Neuromyelitis optica spectrum disorders (NMOSD), previously known as Devic disease or neuromyelitis optica (NMO), are inflammatory conditions resulting in severe demyelination of the central nervous system (CNS). Classic symptoms include optic neuritis (often bilateral) and transverse myelitis with extremity weakness, sensory loss, and sphincter dysfunction. Brain stem syndromes, such as narcolepsy or area postrema syndrome with intractable nausea, vomiting, and hiccups, can also occur. NMOSD has been associated with other autoimmune disorders including Sjögren syndrome, systemic lupus erythematosus, myasthenia gravis, ulcerative colitis, autoimmune thyroid disease, and autoimmune liver disease.

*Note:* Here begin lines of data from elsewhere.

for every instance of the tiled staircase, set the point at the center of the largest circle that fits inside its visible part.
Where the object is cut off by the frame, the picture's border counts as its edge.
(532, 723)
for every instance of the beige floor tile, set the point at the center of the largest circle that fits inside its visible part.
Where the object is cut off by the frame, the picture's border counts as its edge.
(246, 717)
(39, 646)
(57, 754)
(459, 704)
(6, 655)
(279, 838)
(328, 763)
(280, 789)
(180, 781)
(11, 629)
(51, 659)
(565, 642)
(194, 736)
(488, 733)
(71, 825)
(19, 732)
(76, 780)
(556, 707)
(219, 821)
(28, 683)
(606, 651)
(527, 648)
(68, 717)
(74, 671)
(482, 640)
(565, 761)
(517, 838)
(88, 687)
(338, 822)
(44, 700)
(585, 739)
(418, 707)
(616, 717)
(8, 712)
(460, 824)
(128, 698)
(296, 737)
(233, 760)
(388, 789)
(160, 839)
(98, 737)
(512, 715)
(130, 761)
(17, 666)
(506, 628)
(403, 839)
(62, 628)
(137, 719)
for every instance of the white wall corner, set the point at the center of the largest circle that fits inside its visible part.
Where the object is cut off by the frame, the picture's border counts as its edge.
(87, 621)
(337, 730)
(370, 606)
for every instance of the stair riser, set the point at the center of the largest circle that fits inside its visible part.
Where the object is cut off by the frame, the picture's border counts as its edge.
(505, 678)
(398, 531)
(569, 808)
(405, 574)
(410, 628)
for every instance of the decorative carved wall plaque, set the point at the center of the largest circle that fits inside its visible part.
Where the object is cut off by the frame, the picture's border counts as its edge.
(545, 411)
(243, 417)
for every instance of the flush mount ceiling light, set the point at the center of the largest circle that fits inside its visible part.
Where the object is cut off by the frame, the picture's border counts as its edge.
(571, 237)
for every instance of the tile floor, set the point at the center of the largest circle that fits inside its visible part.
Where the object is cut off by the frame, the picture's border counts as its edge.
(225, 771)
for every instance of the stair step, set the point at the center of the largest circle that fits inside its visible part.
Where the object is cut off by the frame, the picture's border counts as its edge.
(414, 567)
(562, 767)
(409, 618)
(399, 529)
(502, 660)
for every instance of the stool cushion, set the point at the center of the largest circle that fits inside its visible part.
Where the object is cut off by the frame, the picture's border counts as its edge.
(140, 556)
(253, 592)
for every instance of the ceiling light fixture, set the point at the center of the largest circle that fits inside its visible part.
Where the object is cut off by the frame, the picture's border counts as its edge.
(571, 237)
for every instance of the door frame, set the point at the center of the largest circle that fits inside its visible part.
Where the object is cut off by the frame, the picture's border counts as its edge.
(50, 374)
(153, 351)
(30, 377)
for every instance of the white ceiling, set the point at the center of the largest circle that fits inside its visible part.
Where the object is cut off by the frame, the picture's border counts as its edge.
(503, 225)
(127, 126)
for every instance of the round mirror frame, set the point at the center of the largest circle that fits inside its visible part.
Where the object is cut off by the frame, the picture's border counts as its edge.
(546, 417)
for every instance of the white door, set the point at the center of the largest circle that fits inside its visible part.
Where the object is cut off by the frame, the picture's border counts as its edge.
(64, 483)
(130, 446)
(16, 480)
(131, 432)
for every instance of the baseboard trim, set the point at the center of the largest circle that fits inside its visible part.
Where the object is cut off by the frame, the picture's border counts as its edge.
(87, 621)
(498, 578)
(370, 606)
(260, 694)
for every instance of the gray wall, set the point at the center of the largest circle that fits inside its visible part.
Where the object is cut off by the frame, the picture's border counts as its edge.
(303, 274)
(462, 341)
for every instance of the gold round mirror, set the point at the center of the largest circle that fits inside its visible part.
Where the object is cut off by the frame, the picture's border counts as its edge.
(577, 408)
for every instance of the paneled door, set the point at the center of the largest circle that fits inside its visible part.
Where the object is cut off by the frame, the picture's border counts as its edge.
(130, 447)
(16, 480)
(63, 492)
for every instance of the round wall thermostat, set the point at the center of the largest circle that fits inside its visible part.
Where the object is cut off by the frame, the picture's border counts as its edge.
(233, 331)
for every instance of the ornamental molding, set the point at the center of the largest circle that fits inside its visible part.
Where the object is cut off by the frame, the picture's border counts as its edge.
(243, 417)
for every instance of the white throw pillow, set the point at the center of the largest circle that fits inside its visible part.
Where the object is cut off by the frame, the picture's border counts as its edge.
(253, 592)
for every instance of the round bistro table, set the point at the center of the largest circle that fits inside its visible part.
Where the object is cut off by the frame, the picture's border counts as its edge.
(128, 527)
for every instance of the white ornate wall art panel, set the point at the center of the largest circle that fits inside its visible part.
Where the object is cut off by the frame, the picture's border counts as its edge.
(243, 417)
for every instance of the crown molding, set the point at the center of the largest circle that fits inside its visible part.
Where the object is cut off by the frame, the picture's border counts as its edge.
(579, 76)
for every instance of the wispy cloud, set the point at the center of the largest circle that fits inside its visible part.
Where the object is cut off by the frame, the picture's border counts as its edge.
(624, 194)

NMOSD is associated with disease-specific antibodies including aquaporin (AQP)-4-immunoglobulin G (IgG) and, less commonly, anti-myelin oligodendrocyte glycoprotein (MOG) antibodies. Thought to be mediated by the humoral immune system, NMOSD has a relapsing course, with months to years between attacks, and disability is based on accumulation of deficits from attacks. Incidence is up to 10 times higher in women than men, with onset typically in the third to fourth decade, although the disease can be seen in children and older adults. NMOSD is more prevalent in those of African, East Asian, and Latin American descent than in those of Northern European descent.

Prognosis is variable and depends on the number and severity of attacks, although rates of disability and mortality are high.